Può capitarci di avvertire una tale separazione: forse per motivi contingenti di difficoltà, di malattia, di crisi… forse per il rifiuto da parte del nostro popolo o forse proprio per la durezza dell’oggi.

«Io non aspetterò. Voglio vivere il momento presente colmandolo di amore»[3], decise Van Thuan; decisione maturata nel profondo di una crisi di identità pastorale, che però mostra una forza evangelizzatrice, capace di trasformare la vita del sacerdote e di coloro che lo circondano. L’amore che egli avrebbe voluto dimostrare alla gente della sua diocesi si riversò sugli altri detenuti e sugli stessi carcerieri, trasformando la prigione in comunità, in piccola Chiesa.

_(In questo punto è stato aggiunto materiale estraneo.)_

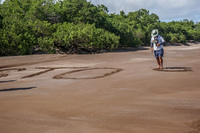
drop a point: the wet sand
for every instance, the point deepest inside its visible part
(115, 92)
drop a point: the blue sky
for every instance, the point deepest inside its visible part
(167, 10)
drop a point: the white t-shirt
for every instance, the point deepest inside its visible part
(158, 39)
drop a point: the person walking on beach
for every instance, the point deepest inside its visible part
(157, 42)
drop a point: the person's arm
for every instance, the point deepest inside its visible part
(161, 41)
(151, 44)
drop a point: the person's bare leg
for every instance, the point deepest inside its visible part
(158, 62)
(161, 62)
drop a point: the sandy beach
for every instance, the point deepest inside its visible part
(117, 92)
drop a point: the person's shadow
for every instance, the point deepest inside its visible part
(174, 69)
(16, 89)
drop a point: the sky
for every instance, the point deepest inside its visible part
(167, 10)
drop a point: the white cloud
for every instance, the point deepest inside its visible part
(167, 10)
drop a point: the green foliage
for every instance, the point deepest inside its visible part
(69, 35)
(77, 24)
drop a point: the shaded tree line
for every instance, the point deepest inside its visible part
(78, 26)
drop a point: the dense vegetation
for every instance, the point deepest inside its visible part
(81, 27)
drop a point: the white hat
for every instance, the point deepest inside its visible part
(154, 32)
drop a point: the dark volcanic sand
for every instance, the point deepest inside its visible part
(102, 93)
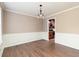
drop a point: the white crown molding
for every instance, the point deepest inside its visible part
(21, 13)
(69, 9)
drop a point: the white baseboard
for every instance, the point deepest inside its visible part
(70, 40)
(20, 38)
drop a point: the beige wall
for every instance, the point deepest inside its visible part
(15, 23)
(67, 22)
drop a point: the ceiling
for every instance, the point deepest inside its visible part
(32, 8)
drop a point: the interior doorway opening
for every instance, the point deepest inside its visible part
(51, 29)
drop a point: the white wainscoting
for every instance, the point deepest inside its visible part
(20, 38)
(67, 39)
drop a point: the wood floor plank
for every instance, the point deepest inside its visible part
(40, 48)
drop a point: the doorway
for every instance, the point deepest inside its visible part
(51, 29)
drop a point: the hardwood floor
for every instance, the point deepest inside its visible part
(40, 48)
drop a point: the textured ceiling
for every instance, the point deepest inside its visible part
(32, 8)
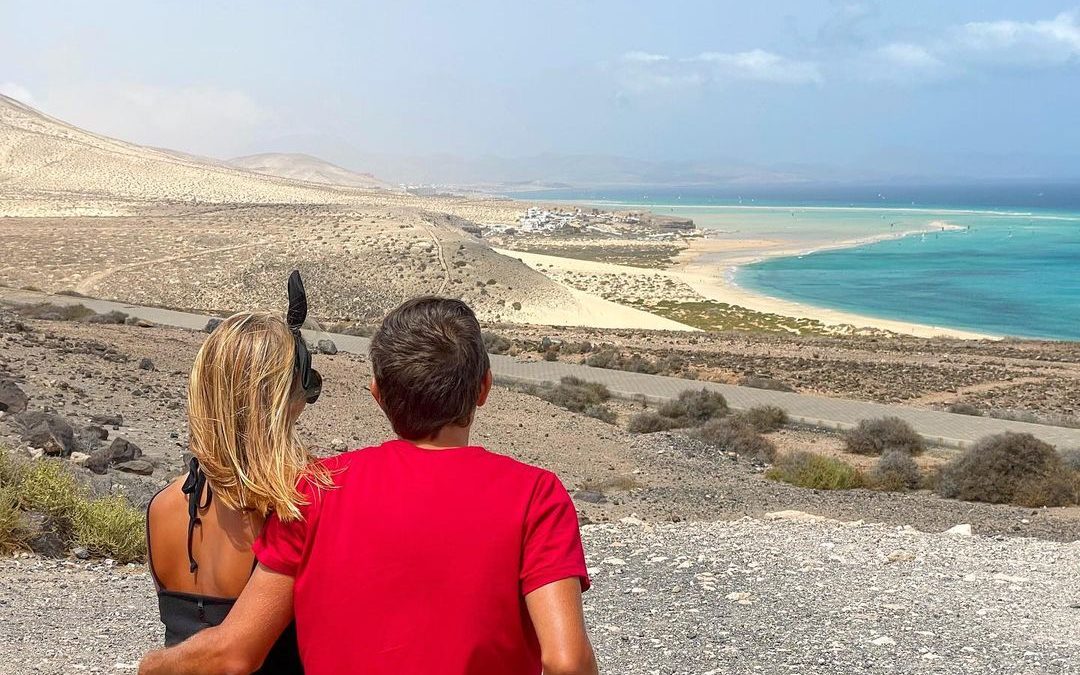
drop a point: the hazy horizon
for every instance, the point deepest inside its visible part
(840, 91)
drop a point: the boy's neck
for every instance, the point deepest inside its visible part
(448, 436)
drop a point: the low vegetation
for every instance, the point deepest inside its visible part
(578, 395)
(738, 436)
(649, 422)
(963, 408)
(694, 407)
(106, 526)
(764, 418)
(814, 471)
(895, 471)
(765, 382)
(1011, 468)
(879, 436)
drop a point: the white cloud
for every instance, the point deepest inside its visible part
(760, 66)
(19, 93)
(1054, 41)
(644, 57)
(643, 71)
(197, 119)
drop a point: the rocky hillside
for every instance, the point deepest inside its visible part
(297, 166)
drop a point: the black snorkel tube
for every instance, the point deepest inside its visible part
(310, 380)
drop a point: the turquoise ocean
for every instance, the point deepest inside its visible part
(998, 259)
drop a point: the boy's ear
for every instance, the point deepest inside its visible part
(485, 389)
(374, 388)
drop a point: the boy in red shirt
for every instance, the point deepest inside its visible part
(429, 555)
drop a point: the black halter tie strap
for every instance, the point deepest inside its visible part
(194, 486)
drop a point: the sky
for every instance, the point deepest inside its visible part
(964, 89)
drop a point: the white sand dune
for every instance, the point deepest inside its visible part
(306, 167)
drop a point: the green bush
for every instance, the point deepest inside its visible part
(764, 418)
(895, 471)
(879, 436)
(49, 487)
(737, 436)
(815, 471)
(694, 407)
(111, 527)
(1010, 468)
(649, 422)
(108, 526)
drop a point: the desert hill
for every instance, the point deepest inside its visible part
(299, 166)
(49, 165)
(84, 213)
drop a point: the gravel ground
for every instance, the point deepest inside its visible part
(748, 595)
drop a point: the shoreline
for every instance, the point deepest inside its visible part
(700, 269)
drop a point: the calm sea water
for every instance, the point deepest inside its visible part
(1013, 270)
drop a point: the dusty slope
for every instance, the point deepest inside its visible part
(40, 156)
(298, 166)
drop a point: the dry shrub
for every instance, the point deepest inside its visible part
(694, 407)
(737, 436)
(1010, 468)
(815, 471)
(577, 395)
(963, 408)
(895, 471)
(649, 422)
(764, 418)
(765, 382)
(880, 436)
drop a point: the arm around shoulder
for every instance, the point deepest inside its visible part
(242, 642)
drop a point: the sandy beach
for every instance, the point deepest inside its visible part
(709, 267)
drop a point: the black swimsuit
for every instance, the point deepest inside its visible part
(186, 613)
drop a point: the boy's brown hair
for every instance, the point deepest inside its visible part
(429, 362)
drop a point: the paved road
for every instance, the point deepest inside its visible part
(935, 427)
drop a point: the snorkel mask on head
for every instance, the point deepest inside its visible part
(308, 377)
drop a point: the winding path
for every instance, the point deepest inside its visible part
(939, 428)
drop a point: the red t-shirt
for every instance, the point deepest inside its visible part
(419, 561)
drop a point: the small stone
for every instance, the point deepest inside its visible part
(590, 497)
(325, 347)
(140, 467)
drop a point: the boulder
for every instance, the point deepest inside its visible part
(140, 467)
(50, 432)
(122, 450)
(12, 399)
(96, 432)
(42, 537)
(325, 347)
(98, 461)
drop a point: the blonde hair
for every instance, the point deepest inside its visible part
(242, 409)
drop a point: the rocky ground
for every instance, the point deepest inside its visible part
(1038, 378)
(82, 373)
(750, 595)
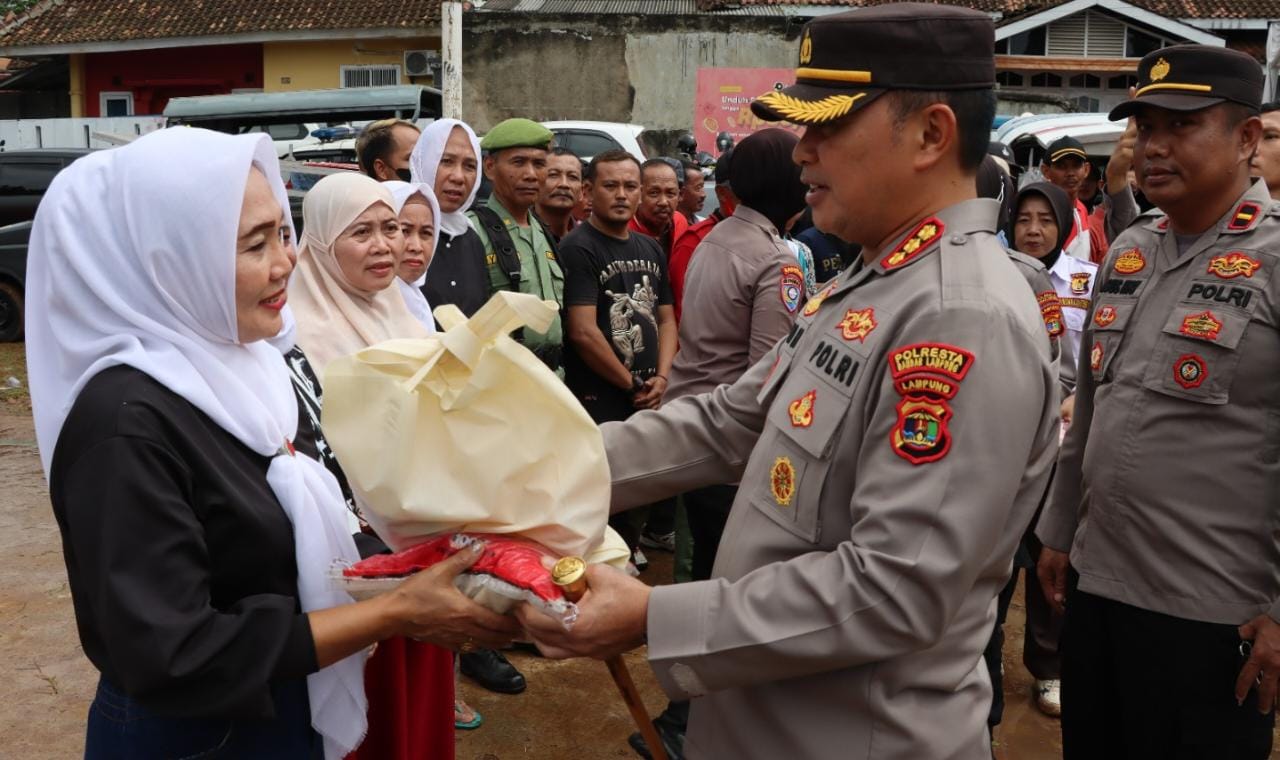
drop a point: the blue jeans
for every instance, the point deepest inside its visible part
(120, 728)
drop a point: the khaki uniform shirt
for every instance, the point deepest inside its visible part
(1166, 488)
(743, 291)
(891, 451)
(539, 270)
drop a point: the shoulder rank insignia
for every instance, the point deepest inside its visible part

È il nostro compito, è la nostra speranza, è il modo in cui siamo chiamati a vivere il munus regale in obbedienza alla volontà e alla novità di Dio: non cercare la comunità che avevamo immaginato, non desiderare un luogo ideale, ma trasformare ogni luogo in comunità da condurre, in Chiesa. Da sacerdoti, possiamo sempre farlo! Da sacerdote, posso capire che «tutti sono il popolo di Dio a me affidato!»[4].

 

Essere Parola: il munus profetico

Per dare oggi speranza a questo nostro popolo, noi sacerdoti dobbiamo «essere Parola»[5].

Privato di tutto, Van Thuan appuntava in stralci di fogli i versetti biblici che poteva ricordare a memoria, cercando di vivere la Parola per comunicarla.

È lo stesso zelo che deve muovere la predicazione, la catechesi, le omelie… le nostre relazioni con i militari, i giovani, coloro che hanno responsabilità di comando. Custodire la Parola, inciderla nella mente e nel cuore, donarla perché doni vita: con una vita – la nostra – che sia trasparente della luce della Parola.

Sì! Essere Parola è vivere appieno il munus profetico.

Se immaginassimo di perdere un giorno anche noi le Scritture, potremmo meglio avvertire la fame e la sete «di ogni parola che esce dalla bocca di Dio» e sentire quanto sia necessario offrirla con una vita trasformata da Cristo e in Cristo, per portare veramente speranza.

 

In Cristo per il popolo: il munus sacerdotale

Si inserisce qui il Mistero del munus sacerdotale, operante nei sacramenti, anzitutto nell’Eucaristia. Celebrare l’Eucaristia è essere in Cristo per il popolo.

Sono fortemente commoventi le parole di Van Thuan, quando definisce «le più belle Messe» della sua vita quelle celebrate di nascosto in cella, con tre gocce di vino e una goccia d’acqua nel palmo delle mani, diventate il suo altare e la sua cattedrale. «Ogni volta avevo l’opportunità di stendere le mani e inchiodarmi alla croce con Gesù, di bere con lui il calice più amaro – egli racconta -. Ogni giorno, recitando le parole della consacrazione, confermavo con tutto il cuore e con tutta l’anima un nuovo patto, un patto eterno fra me e Gesù, mediante il suo sangue mescolato al mio»[6].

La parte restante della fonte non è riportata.